Author Chetan Bhagat feels that the government policy of keeping the education sector non-profit is not good for the country's education system. Speaking to The Hindu in the run-up to the release of his fifth novel, “Revolution 2020: Love. Corruption. Ambition,” Mr. Bhagat said: “The government policy is that the private institutes should be run by non-profit trusts. As a result, credible corporates don't venture into the education sector because the shareholders want profit. The government believes that you should not make money from education. This has led to a situation where a lot of people who have black money have ventured into the sector. They take out the money illegally in cash and on paper maintain the no-profit status.”
Mr. Bhagat maintains that in India only if you are in the top 10 percent can you get to study in a good college. “Otherwise you just fall off the cliff. Over the years, the number of applicants has outpaced the number of prestigious institutions. It is leading to ridiculous things like 100 per cent cut-offs and it needs to be fixed.”
Talking about the privatisation of education, Mr.

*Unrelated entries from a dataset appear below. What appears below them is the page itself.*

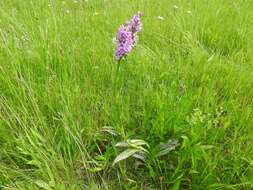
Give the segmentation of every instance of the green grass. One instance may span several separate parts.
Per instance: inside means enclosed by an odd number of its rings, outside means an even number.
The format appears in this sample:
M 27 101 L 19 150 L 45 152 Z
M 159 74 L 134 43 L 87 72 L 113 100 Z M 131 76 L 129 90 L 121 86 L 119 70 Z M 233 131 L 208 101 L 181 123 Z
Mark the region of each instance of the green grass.
M 252 9 L 0 1 L 0 189 L 252 189 Z M 112 39 L 139 10 L 143 31 L 115 81 Z M 148 143 L 147 162 L 112 166 L 127 139 Z M 179 146 L 156 157 L 171 139 Z

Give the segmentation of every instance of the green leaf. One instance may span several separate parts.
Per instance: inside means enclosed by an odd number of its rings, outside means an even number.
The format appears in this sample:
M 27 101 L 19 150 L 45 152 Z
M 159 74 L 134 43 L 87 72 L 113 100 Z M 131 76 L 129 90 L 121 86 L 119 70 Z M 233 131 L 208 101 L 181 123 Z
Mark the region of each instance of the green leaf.
M 44 182 L 42 180 L 35 181 L 35 184 L 38 185 L 42 189 L 50 190 L 50 186 L 46 182 Z
M 157 157 L 164 156 L 169 152 L 171 152 L 172 150 L 175 150 L 176 147 L 178 146 L 179 146 L 178 140 L 169 140 L 167 143 L 162 143 L 157 147 L 158 152 L 156 153 L 156 156 Z
M 112 163 L 112 166 L 114 166 L 116 163 L 125 160 L 129 157 L 131 157 L 132 155 L 134 155 L 135 153 L 139 152 L 140 150 L 138 149 L 127 149 L 125 151 L 123 151 L 122 153 L 120 153 L 115 160 Z

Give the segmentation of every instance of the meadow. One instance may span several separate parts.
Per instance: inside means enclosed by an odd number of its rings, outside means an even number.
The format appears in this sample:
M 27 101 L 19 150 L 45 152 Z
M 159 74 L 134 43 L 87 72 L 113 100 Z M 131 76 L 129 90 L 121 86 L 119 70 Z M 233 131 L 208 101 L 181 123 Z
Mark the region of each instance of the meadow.
M 1 0 L 1 190 L 253 189 L 252 0 Z M 113 38 L 141 11 L 118 67 Z

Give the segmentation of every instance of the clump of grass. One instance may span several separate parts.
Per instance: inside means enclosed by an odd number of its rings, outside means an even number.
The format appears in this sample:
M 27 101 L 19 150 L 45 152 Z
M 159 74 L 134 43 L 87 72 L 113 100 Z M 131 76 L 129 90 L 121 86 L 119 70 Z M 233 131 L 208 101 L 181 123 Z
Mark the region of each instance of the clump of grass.
M 252 189 L 251 2 L 0 7 L 0 188 Z M 111 39 L 138 10 L 115 93 Z

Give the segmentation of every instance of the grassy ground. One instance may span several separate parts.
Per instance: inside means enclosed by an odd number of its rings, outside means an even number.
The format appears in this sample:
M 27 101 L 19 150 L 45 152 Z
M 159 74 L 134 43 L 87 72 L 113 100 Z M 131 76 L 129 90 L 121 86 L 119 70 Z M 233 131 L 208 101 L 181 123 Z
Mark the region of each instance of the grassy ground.
M 252 9 L 0 1 L 0 189 L 252 189 Z M 116 78 L 112 39 L 139 10 Z M 112 166 L 129 139 L 148 143 L 146 162 Z M 168 140 L 178 146 L 157 156 Z

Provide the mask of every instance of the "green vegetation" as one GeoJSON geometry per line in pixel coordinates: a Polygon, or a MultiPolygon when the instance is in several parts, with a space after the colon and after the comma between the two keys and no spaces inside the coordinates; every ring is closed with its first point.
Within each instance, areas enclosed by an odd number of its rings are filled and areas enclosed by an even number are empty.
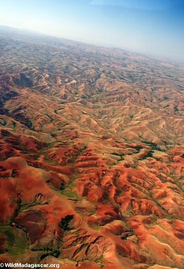
{"type": "Polygon", "coordinates": [[[120,157],[120,160],[123,159],[123,156],[125,155],[124,153],[117,153],[117,152],[112,152],[111,154],[113,155],[116,155],[116,156],[119,156],[120,157]]]}
{"type": "Polygon", "coordinates": [[[148,141],[143,141],[142,143],[144,143],[144,144],[147,144],[148,145],[149,145],[150,146],[152,146],[152,147],[157,147],[157,144],[156,143],[153,143],[153,142],[149,142],[148,141]]]}
{"type": "Polygon", "coordinates": [[[141,147],[140,146],[137,146],[136,147],[135,147],[135,148],[134,148],[134,149],[136,149],[136,150],[137,151],[139,151],[139,150],[141,149],[143,149],[143,147],[141,147]]]}
{"type": "Polygon", "coordinates": [[[74,218],[73,215],[67,215],[65,218],[61,219],[61,222],[59,224],[59,226],[62,228],[64,231],[69,231],[72,230],[73,227],[69,227],[69,224],[70,221],[74,218]]]}
{"type": "Polygon", "coordinates": [[[152,150],[150,150],[148,152],[146,155],[142,157],[141,159],[144,160],[145,159],[146,159],[146,158],[148,158],[149,157],[153,157],[153,154],[152,154],[153,153],[153,151],[152,150]]]}
{"type": "Polygon", "coordinates": [[[99,225],[95,225],[93,227],[93,228],[95,230],[99,230],[99,229],[100,229],[100,228],[101,226],[100,226],[99,225]]]}
{"type": "Polygon", "coordinates": [[[16,123],[15,122],[15,121],[14,121],[13,120],[12,120],[12,125],[13,125],[14,127],[15,127],[15,126],[16,126],[16,123]]]}
{"type": "Polygon", "coordinates": [[[60,191],[64,191],[65,189],[65,184],[63,183],[62,183],[61,184],[61,186],[59,189],[60,190],[60,191]]]}
{"type": "Polygon", "coordinates": [[[12,255],[24,252],[27,240],[26,234],[23,230],[15,226],[5,225],[0,226],[0,232],[4,235],[6,251],[12,255]]]}
{"type": "Polygon", "coordinates": [[[3,126],[5,126],[5,125],[6,125],[7,122],[5,119],[0,118],[0,119],[2,120],[2,122],[1,122],[1,121],[0,122],[0,123],[1,125],[3,125],[3,126]]]}
{"type": "Polygon", "coordinates": [[[55,249],[52,247],[44,247],[39,248],[33,248],[31,249],[31,250],[32,251],[46,251],[46,252],[42,253],[40,256],[40,260],[42,260],[46,257],[50,255],[55,257],[55,258],[58,258],[59,255],[60,254],[60,252],[58,249],[55,249]]]}

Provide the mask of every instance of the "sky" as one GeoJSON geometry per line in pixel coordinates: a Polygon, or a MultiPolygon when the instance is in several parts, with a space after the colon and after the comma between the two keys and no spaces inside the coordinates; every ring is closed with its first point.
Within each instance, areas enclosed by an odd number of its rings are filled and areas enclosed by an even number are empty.
{"type": "Polygon", "coordinates": [[[184,60],[184,0],[0,0],[0,25],[184,60]]]}

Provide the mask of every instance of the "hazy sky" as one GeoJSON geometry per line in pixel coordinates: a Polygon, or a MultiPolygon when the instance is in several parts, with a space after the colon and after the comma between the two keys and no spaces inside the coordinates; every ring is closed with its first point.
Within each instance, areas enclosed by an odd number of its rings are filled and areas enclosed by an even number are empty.
{"type": "Polygon", "coordinates": [[[184,60],[184,0],[0,0],[0,24],[184,60]]]}

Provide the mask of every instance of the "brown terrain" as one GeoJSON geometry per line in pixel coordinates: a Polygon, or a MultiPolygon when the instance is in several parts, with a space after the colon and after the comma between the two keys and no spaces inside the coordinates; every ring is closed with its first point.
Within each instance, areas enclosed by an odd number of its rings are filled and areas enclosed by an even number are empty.
{"type": "Polygon", "coordinates": [[[0,262],[184,268],[184,65],[0,27],[0,262]]]}

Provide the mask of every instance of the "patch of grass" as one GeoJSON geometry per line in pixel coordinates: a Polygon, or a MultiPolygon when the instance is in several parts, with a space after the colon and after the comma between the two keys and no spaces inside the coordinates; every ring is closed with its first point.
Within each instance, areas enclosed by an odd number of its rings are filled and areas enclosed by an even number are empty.
{"type": "Polygon", "coordinates": [[[95,225],[93,227],[93,228],[95,230],[99,230],[99,229],[100,229],[100,228],[101,226],[100,226],[99,225],[95,225]]]}
{"type": "Polygon", "coordinates": [[[62,228],[64,231],[69,231],[73,229],[73,227],[69,226],[70,221],[74,218],[73,215],[67,215],[65,218],[63,218],[59,224],[59,226],[62,228]]]}
{"type": "Polygon", "coordinates": [[[149,141],[142,141],[142,143],[144,143],[144,144],[147,144],[148,145],[152,146],[152,147],[157,147],[157,144],[156,144],[156,143],[153,143],[153,142],[149,142],[149,141]]]}
{"type": "Polygon", "coordinates": [[[13,120],[12,120],[12,124],[14,127],[15,127],[15,126],[16,126],[16,123],[13,120]]]}
{"type": "Polygon", "coordinates": [[[76,231],[75,232],[73,232],[73,234],[76,234],[76,235],[78,235],[79,234],[79,231],[76,231]]]}

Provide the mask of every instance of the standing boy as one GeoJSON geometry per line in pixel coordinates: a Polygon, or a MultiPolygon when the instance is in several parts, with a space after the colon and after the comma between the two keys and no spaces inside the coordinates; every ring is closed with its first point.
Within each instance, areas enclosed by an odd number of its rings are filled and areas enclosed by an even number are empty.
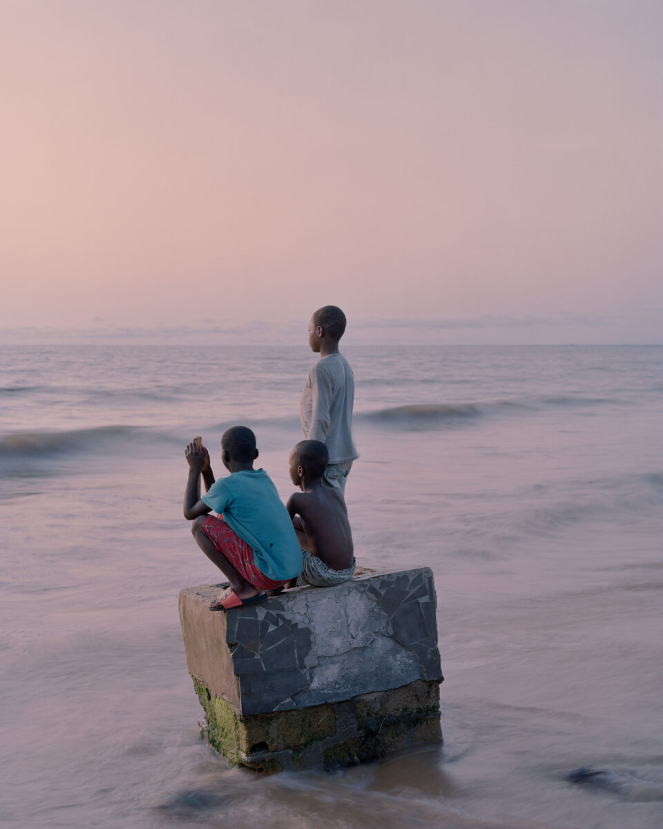
{"type": "Polygon", "coordinates": [[[290,478],[302,492],[291,495],[286,507],[304,551],[302,579],[316,587],[349,581],[356,568],[343,493],[322,484],[328,460],[324,444],[302,440],[288,462],[290,478]]]}
{"type": "Polygon", "coordinates": [[[302,571],[302,550],[288,511],[264,469],[254,469],[255,435],[233,426],[221,438],[224,466],[230,473],[215,481],[210,456],[200,439],[185,450],[189,478],[184,517],[192,521],[198,546],[227,577],[230,586],[211,605],[228,609],[266,598],[302,571]],[[201,475],[206,494],[201,498],[201,475]],[[220,517],[208,513],[212,510],[220,517]],[[223,513],[223,517],[220,517],[223,513]]]}
{"type": "Polygon", "coordinates": [[[358,458],[352,442],[355,377],[338,350],[346,330],[346,315],[336,305],[318,308],[308,324],[308,344],[320,360],[311,369],[302,393],[299,414],[307,440],[320,440],[329,453],[322,480],[346,489],[346,478],[358,458]]]}

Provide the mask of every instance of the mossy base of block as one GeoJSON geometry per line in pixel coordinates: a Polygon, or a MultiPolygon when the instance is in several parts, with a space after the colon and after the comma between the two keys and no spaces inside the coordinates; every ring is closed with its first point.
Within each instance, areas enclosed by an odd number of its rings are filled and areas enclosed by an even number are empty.
{"type": "Polygon", "coordinates": [[[336,768],[401,749],[442,742],[439,685],[418,680],[390,691],[302,710],[238,716],[194,677],[204,734],[232,765],[259,771],[336,768]]]}

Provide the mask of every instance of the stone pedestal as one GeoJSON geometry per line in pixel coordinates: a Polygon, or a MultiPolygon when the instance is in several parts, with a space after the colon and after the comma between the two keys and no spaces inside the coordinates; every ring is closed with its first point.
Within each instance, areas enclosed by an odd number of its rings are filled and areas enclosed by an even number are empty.
{"type": "Polygon", "coordinates": [[[428,568],[211,611],[220,589],[182,590],[180,619],[207,739],[229,762],[334,768],[441,741],[428,568]]]}

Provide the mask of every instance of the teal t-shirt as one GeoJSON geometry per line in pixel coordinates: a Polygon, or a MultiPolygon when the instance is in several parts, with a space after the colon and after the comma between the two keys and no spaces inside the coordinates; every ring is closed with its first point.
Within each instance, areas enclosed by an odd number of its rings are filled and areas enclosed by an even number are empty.
{"type": "Polygon", "coordinates": [[[274,581],[299,575],[302,548],[276,487],[264,469],[234,472],[219,478],[202,497],[253,548],[254,563],[274,581]]]}

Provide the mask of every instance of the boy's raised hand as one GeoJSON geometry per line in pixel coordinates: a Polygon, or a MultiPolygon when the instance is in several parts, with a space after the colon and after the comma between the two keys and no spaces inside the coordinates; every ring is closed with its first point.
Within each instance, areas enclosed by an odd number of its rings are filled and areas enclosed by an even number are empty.
{"type": "Polygon", "coordinates": [[[187,445],[184,450],[184,455],[186,458],[186,463],[191,469],[197,468],[200,472],[202,472],[206,462],[209,468],[210,456],[207,454],[207,450],[205,447],[199,444],[197,440],[192,440],[187,445]]]}

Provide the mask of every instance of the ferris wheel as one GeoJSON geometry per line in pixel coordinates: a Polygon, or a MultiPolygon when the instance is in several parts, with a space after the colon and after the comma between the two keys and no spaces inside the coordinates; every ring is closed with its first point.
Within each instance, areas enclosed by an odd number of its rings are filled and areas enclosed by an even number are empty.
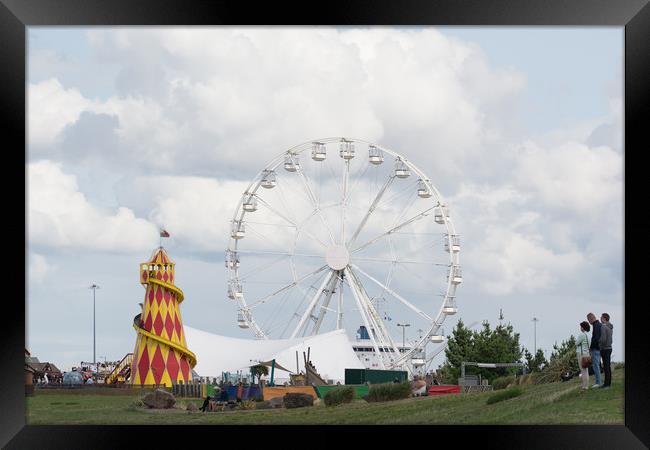
{"type": "Polygon", "coordinates": [[[347,138],[297,145],[253,178],[230,226],[228,297],[256,338],[362,326],[379,368],[411,372],[444,342],[462,282],[459,235],[403,155],[347,138]],[[406,345],[400,322],[424,332],[406,345]]]}

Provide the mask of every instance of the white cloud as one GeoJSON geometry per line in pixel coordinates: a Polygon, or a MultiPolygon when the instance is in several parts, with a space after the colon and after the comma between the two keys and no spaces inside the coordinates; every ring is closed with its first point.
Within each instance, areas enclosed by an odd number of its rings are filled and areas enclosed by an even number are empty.
{"type": "Polygon", "coordinates": [[[66,125],[93,105],[77,89],[66,89],[54,78],[30,84],[27,99],[29,145],[38,148],[55,144],[66,125]]]}
{"type": "Polygon", "coordinates": [[[141,252],[155,245],[155,225],[136,218],[128,208],[93,206],[79,192],[76,177],[65,174],[60,163],[30,163],[27,174],[30,243],[108,252],[141,252]]]}
{"type": "Polygon", "coordinates": [[[29,280],[42,283],[47,274],[52,270],[45,256],[38,253],[29,254],[29,280]]]}
{"type": "Polygon", "coordinates": [[[99,55],[122,65],[120,95],[91,102],[56,80],[30,86],[38,94],[30,123],[66,110],[54,126],[35,128],[34,144],[61,140],[65,125],[67,133],[90,126],[78,121],[82,111],[113,115],[117,158],[183,175],[250,171],[250,161],[326,136],[380,142],[435,164],[438,177],[458,175],[468,158],[486,156],[481,149],[502,133],[488,119],[524,86],[516,71],[491,67],[479,47],[433,29],[166,28],[88,36],[99,55]]]}
{"type": "Polygon", "coordinates": [[[516,179],[548,207],[561,212],[607,214],[622,201],[622,155],[607,147],[577,142],[541,148],[527,142],[517,161],[516,179]]]}

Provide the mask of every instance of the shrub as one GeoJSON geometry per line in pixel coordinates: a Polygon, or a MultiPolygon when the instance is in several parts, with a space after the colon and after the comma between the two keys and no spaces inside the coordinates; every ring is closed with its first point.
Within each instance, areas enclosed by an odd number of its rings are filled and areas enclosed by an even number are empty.
{"type": "Polygon", "coordinates": [[[492,386],[494,386],[495,391],[498,391],[500,389],[507,388],[509,384],[514,382],[515,382],[514,376],[499,377],[494,379],[494,381],[492,382],[492,386]]]}
{"type": "Polygon", "coordinates": [[[354,398],[354,388],[352,386],[332,389],[323,397],[326,406],[336,406],[341,403],[350,403],[354,398]]]}
{"type": "Polygon", "coordinates": [[[242,400],[241,409],[255,409],[257,406],[255,400],[242,400]]]}
{"type": "Polygon", "coordinates": [[[408,398],[411,395],[411,383],[404,381],[402,383],[383,383],[370,386],[366,401],[368,402],[386,402],[390,400],[400,400],[408,398]]]}
{"type": "Polygon", "coordinates": [[[491,405],[492,403],[508,400],[509,398],[519,397],[523,393],[524,391],[521,390],[521,388],[512,387],[504,391],[497,392],[496,394],[492,394],[491,396],[488,397],[486,403],[488,405],[491,405]]]}

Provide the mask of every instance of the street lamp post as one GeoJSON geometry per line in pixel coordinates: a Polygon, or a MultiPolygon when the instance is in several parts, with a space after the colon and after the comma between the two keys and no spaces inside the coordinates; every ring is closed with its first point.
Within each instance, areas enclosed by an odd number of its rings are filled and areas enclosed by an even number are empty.
{"type": "Polygon", "coordinates": [[[406,347],[406,327],[410,327],[410,323],[398,323],[398,327],[402,327],[402,351],[404,351],[404,348],[406,347]]]}
{"type": "Polygon", "coordinates": [[[533,317],[533,327],[534,327],[534,335],[533,335],[533,357],[534,355],[537,355],[537,322],[539,322],[539,319],[537,317],[533,317]]]}
{"type": "Polygon", "coordinates": [[[95,291],[99,289],[99,286],[93,283],[88,289],[93,290],[93,364],[97,364],[97,359],[95,358],[95,291]]]}

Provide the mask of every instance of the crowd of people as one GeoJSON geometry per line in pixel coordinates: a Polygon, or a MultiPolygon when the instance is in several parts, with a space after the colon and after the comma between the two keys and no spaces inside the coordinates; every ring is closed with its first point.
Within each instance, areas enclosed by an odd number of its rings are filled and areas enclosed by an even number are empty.
{"type": "Polygon", "coordinates": [[[589,389],[589,368],[594,373],[592,389],[609,388],[612,384],[612,330],[609,314],[602,313],[600,321],[593,313],[587,314],[587,320],[580,323],[580,334],[576,339],[576,353],[582,389],[589,389]],[[588,333],[591,331],[591,338],[588,333]],[[602,362],[602,364],[601,364],[602,362]],[[600,368],[605,375],[601,382],[600,368]]]}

Bhagat alleged that the wrong set of people was opening colleges. “The sari shop owners, the mithaiwalas , the liquor barons…they don't have any commitment towards education. I am not against commercialisation but I am against corruption. Commercialisation is going to make it sustainable, so it is fine.” Asked whether the government should move out from the education sector, Mr. Bhagat said it should not but it can't meet the demand. “The private participation is a must but it should be done in a way that the right kind of people come forward. If a professor wants to open a college, he should be able to do it but today he can't because he has to be corrupt at every level. The non-profitability clause should go away. It costs hundreds of crores to establish a university. People are not going to establish educational institutes for the goodness of their heart.”
Set in Varanasi, “Revolution 2020,” is a love story with the corruption in education system forming the backdrop. Mr. Bhagat says that the system hasn't made an effort to understand small-town India. “We don't seem to be interested in understanding anything that is non-elite. Votes are coming from there but the power, the media is concentrated on the top three four per cent and then we ask why they are not coming along with the progressive India.”
Small towns ‘exciting'
As a writer, he says small towns are exciting because of the conflict that still exists in society. “They are exposed to love marriages through TV and films but in their real lives it is still a rarity. In the book, the boy and girl enter the film theatre separately and leave separately. You can't have this sort of tension in a metropolis,” says Mr. Bhagat, who travelled to Varanasi four times for research.
He says for years publishers also missed small-town India. “I not only get my stories from small towns but also readership. The publishers were not aware that they could sell English novels in Varanasi. It was an ignored readership, which everyone has now woken up to. Many people tell me, ‘yours is the first English novel that we have read.'” His books generally don't find favour with literary critics, but Mr. Bhagat has made peace with the criticism. “Earlier, I used to feel judged. Now I have made peace as you can't talk about contemporary Indian literature without mentioning my name. I may not be talked about in elite circuits but that's what I am not all about. When you have music and cinema that are watched by masses, why can't we have books that are read by the common man without being judged,” says Mr. Bhagat, whose two books have been adapted into films and a third is in the pipeline.